How to define a friend template function of a template class outside of its declaration?

Question

If I define the friend template function inside the template class declaration, as follows, it can compile.

#include <iostream>

template <typename T>
class X {
public:
    X(int i) : n(i) {}

private:
    T n;

    template <typename U> 
    friend void doStuff(const X<T>& x, const U& u)
    {
        std::cout << (x.n + u) << std::endl;
    }
};

int main()
{
    X<int> x(1);
    doStuff(x, 3);
    return 0;
}

But if I move the definition of doStuff() out of the class decalaration, just after the declaration of class X<>, as follows, it can't compile.

template <typename U>
template <typename T>
void doStuff(const X<T>& x, const U& u)
{
    std::cout << (x.n + u) << std::endl;
}

Neither does the following code.

template <typename U, typename T>
void doStuff(const X<T>& x, const U& u)
{
    std::cout << (x.n + u) << std::endl;
}

So how should I define the template function doStuff() outside the class declaration?

Thanks in advance.

Answer 1

Perhaps like this:

template <typename T>
class X {
public:
    X(int i) : n(i) {}

private:
    T n;

    template <typename U, typename V>
    friend void doStuff(const X<U>& x, const V& u);
};

template <typename U, typename V>
void doStuff(const X<U>& x, const V& u)
{
    std::cout << (x.n + u) << std::endl;
}

int main()
{
    X<int> x(1);
    doStuff(x, 3);
    X<double> y(1.0);
    doStuff(y, 3.5);
}

Answer 2

@jrok gives a good solution.

Let's elaborate on why it works, and why it's required.

By declaring the function as

template <typename U, typename V>
friend void doStuff(const X<U>& x, const V& u);

You say that there is a function doStuff for each X and V. But you then ask, what about if U is not T? Well, when you call doStuff with an argument of type X, int, the only acceptable result of template argument deduction is to set the type T of the class definition to int.

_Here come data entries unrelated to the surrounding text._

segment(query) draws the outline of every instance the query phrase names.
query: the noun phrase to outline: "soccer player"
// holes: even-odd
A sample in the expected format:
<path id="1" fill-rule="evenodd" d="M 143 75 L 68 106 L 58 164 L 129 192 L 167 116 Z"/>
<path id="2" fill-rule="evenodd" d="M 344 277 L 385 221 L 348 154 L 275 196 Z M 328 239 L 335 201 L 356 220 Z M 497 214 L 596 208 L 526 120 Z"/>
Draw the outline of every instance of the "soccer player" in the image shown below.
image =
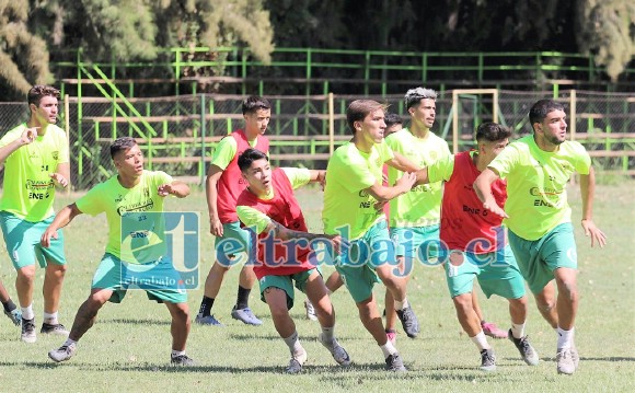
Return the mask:
<path id="1" fill-rule="evenodd" d="M 385 130 L 383 131 L 384 138 L 403 128 L 403 120 L 401 116 L 397 115 L 396 113 L 386 112 L 384 123 L 385 123 Z"/>
<path id="2" fill-rule="evenodd" d="M 509 244 L 543 317 L 557 332 L 557 372 L 573 374 L 579 360 L 574 343 L 578 309 L 577 255 L 566 186 L 580 174 L 582 228 L 591 246 L 607 238 L 593 222 L 596 178 L 585 148 L 567 141 L 564 106 L 540 100 L 529 111 L 533 135 L 523 137 L 494 159 L 474 182 L 483 207 L 505 217 Z M 507 180 L 505 210 L 492 193 L 498 178 Z M 551 284 L 555 279 L 555 288 Z"/>
<path id="3" fill-rule="evenodd" d="M 2 302 L 4 315 L 7 315 L 15 326 L 20 326 L 22 323 L 22 310 L 13 303 L 13 300 L 11 300 L 11 297 L 2 281 L 0 281 L 0 302 Z"/>
<path id="4" fill-rule="evenodd" d="M 385 129 L 383 131 L 384 138 L 403 128 L 403 120 L 400 117 L 400 115 L 397 115 L 396 113 L 386 112 L 385 117 L 384 117 L 384 123 L 385 123 Z M 384 180 L 384 182 L 382 182 L 382 184 L 388 185 L 388 165 L 383 165 L 382 173 L 383 173 L 383 180 Z M 385 213 L 386 218 L 389 217 L 389 211 L 390 211 L 389 208 L 390 208 L 389 204 L 383 205 L 383 212 Z M 339 277 L 339 273 L 337 273 L 337 270 L 333 271 L 328 276 L 328 279 L 326 282 L 326 289 L 328 291 L 328 294 L 335 292 L 343 285 L 344 285 L 344 282 L 342 281 L 342 279 Z M 386 291 L 386 293 L 389 293 L 389 292 Z M 390 299 L 392 299 L 392 298 L 390 298 Z M 304 309 L 307 310 L 307 319 L 309 319 L 311 321 L 318 321 L 318 316 L 315 315 L 315 310 L 313 309 L 313 304 L 311 304 L 311 302 L 308 299 L 304 300 Z M 394 330 L 389 331 L 386 327 L 386 335 L 389 336 L 389 339 L 391 339 L 394 344 L 394 340 L 396 337 L 395 331 Z"/>
<path id="5" fill-rule="evenodd" d="M 405 278 L 394 274 L 396 256 L 381 208 L 382 203 L 408 192 L 415 175 L 404 174 L 392 187 L 382 185 L 384 163 L 403 171 L 413 167 L 383 141 L 384 109 L 372 100 L 356 100 L 348 106 L 346 120 L 354 136 L 328 160 L 322 218 L 326 234 L 339 234 L 350 242 L 350 246 L 343 247 L 336 269 L 357 304 L 363 326 L 380 346 L 386 369 L 405 371 L 396 348 L 386 338 L 372 293 L 372 287 L 381 279 L 395 299 L 404 331 L 416 334 Z"/>
<path id="6" fill-rule="evenodd" d="M 205 280 L 200 309 L 195 319 L 195 322 L 201 325 L 222 325 L 211 314 L 211 308 L 220 291 L 226 273 L 232 264 L 236 263 L 234 259 L 238 258 L 236 254 L 224 255 L 224 251 L 221 248 L 229 239 L 236 240 L 241 245 L 240 250 L 232 247 L 235 253 L 245 252 L 247 255 L 247 261 L 240 274 L 236 303 L 231 311 L 231 316 L 249 325 L 262 325 L 263 323 L 249 307 L 250 292 L 256 279 L 253 270 L 255 252 L 251 244 L 250 234 L 241 228 L 235 212 L 238 196 L 246 187 L 236 161 L 240 154 L 249 148 L 268 153 L 269 140 L 264 134 L 272 118 L 272 105 L 267 100 L 252 95 L 243 101 L 242 111 L 245 120 L 244 129 L 233 131 L 218 143 L 207 173 L 205 190 L 210 231 L 216 236 L 216 261 Z"/>
<path id="7" fill-rule="evenodd" d="M 267 155 L 256 149 L 245 150 L 238 165 L 249 186 L 238 198 L 236 211 L 245 227 L 255 228 L 258 234 L 254 273 L 259 280 L 261 297 L 272 311 L 276 331 L 291 352 L 287 372 L 300 372 L 307 360 L 307 351 L 289 315 L 295 300 L 293 284 L 314 304 L 322 326 L 320 343 L 337 363 L 349 365 L 348 354 L 335 338 L 335 310 L 318 268 L 320 261 L 311 247 L 315 239 L 320 239 L 321 244 L 333 242 L 338 247 L 342 238 L 307 233 L 304 216 L 293 195 L 293 189 L 309 182 L 323 183 L 324 171 L 272 170 Z"/>
<path id="8" fill-rule="evenodd" d="M 509 143 L 511 130 L 496 123 L 476 128 L 477 150 L 447 155 L 417 173 L 425 183 L 444 182 L 441 206 L 441 261 L 450 296 L 463 331 L 481 351 L 481 369 L 496 369 L 494 350 L 487 343 L 472 293 L 474 278 L 485 296 L 498 294 L 509 301 L 511 328 L 509 339 L 522 359 L 531 366 L 539 362 L 524 334 L 528 305 L 524 281 L 506 242 L 503 218 L 488 213 L 472 189 L 476 176 Z M 493 187 L 494 199 L 505 205 L 505 182 Z"/>
<path id="9" fill-rule="evenodd" d="M 411 89 L 405 94 L 405 104 L 411 116 L 408 128 L 391 134 L 385 143 L 392 151 L 404 155 L 419 167 L 428 166 L 437 160 L 450 155 L 448 142 L 437 137 L 430 130 L 435 124 L 437 93 L 431 89 Z M 394 183 L 403 172 L 388 169 L 389 183 Z M 390 234 L 396 246 L 397 265 L 404 279 L 408 280 L 413 262 L 417 259 L 419 245 L 439 240 L 439 216 L 441 207 L 442 184 L 420 184 L 390 200 Z M 437 255 L 430 255 L 437 263 Z M 427 263 L 428 255 L 425 255 Z M 386 334 L 395 334 L 396 315 L 391 292 L 385 299 Z M 407 307 L 407 304 L 405 304 Z M 399 314 L 401 311 L 396 310 Z M 400 316 L 401 317 L 401 316 Z M 414 338 L 419 333 L 418 324 L 408 337 Z"/>
<path id="10" fill-rule="evenodd" d="M 53 221 L 56 186 L 68 186 L 70 165 L 66 132 L 57 127 L 59 90 L 35 85 L 27 94 L 31 117 L 0 139 L 4 183 L 0 199 L 0 227 L 15 271 L 15 290 L 22 311 L 25 343 L 35 343 L 33 287 L 35 263 L 45 269 L 44 321 L 41 333 L 68 335 L 58 322 L 59 299 L 66 274 L 61 231 L 50 247 L 39 238 Z"/>
<path id="11" fill-rule="evenodd" d="M 122 302 L 129 286 L 136 284 L 150 300 L 165 303 L 172 315 L 171 363 L 190 366 L 194 361 L 185 354 L 190 326 L 187 293 L 166 255 L 162 215 L 164 198 L 184 198 L 189 195 L 189 187 L 164 172 L 143 170 L 143 153 L 132 138 L 116 139 L 111 145 L 111 157 L 117 175 L 61 209 L 42 235 L 42 245 L 47 248 L 58 229 L 77 216 L 106 213 L 108 243 L 93 276 L 91 293 L 80 305 L 68 339 L 48 357 L 57 362 L 70 359 L 101 308 L 107 301 Z M 128 240 L 142 240 L 139 248 L 145 253 L 135 252 Z"/>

Now, why does it not work to just do this:

template <typename V>
friend void doStuff(const X<T>& x, const V& u);

?

Actually, it kind of does. But what it means is that for any type T you tell the compiler that you are going to define a function that takes an X<T>, for any required T, and where the second parameter is a template parameter. Note, that the first argument is not a template function parameter.

There's no way to generically say 'whenever the user uses a class of type X<T>, use this specific pattern for how to define a function doStuff where X<T> is the first parameter.

So, in the class you promised that it would exist, but there's no way to write the definition in a templated fashion. it would have to be something like

template <typename T,typename U>
for_any_seen_template_instance_anywhere_in_the_program_< X<T> >:: 
      void doStuff(const X<U>& x, const V& u){
   ... code.
}

There's no such thing. Another way to think about it: When you write

doStuff(a,b); 

if the first parameter is not function template parameter, there's nothing being automatically generated with respect to that first argument. The template parameter types of class templates are not automatically deduced like template function parameters..

However, you can define X<T> for any required T (as you promised in the declaration) but you have to do it yourself for each required type:

template<typename V>
void doStuff(const X<int>& x, const V& u){
   std::cout << (x.n + u) << std::endl;
}

EDIT, answering the comment below.

It is true that all doStuff(X<U>,int) for example, are friends of any X<T> regardless of the types T and U. This means that inside the body of doStuff you could access the privates of objects of type X<Q>. In this case you did not pass any such objects into the function but you could make an X<std::string> in there and play around with it's privates. This is the price you pay for not going with the inline you had originally.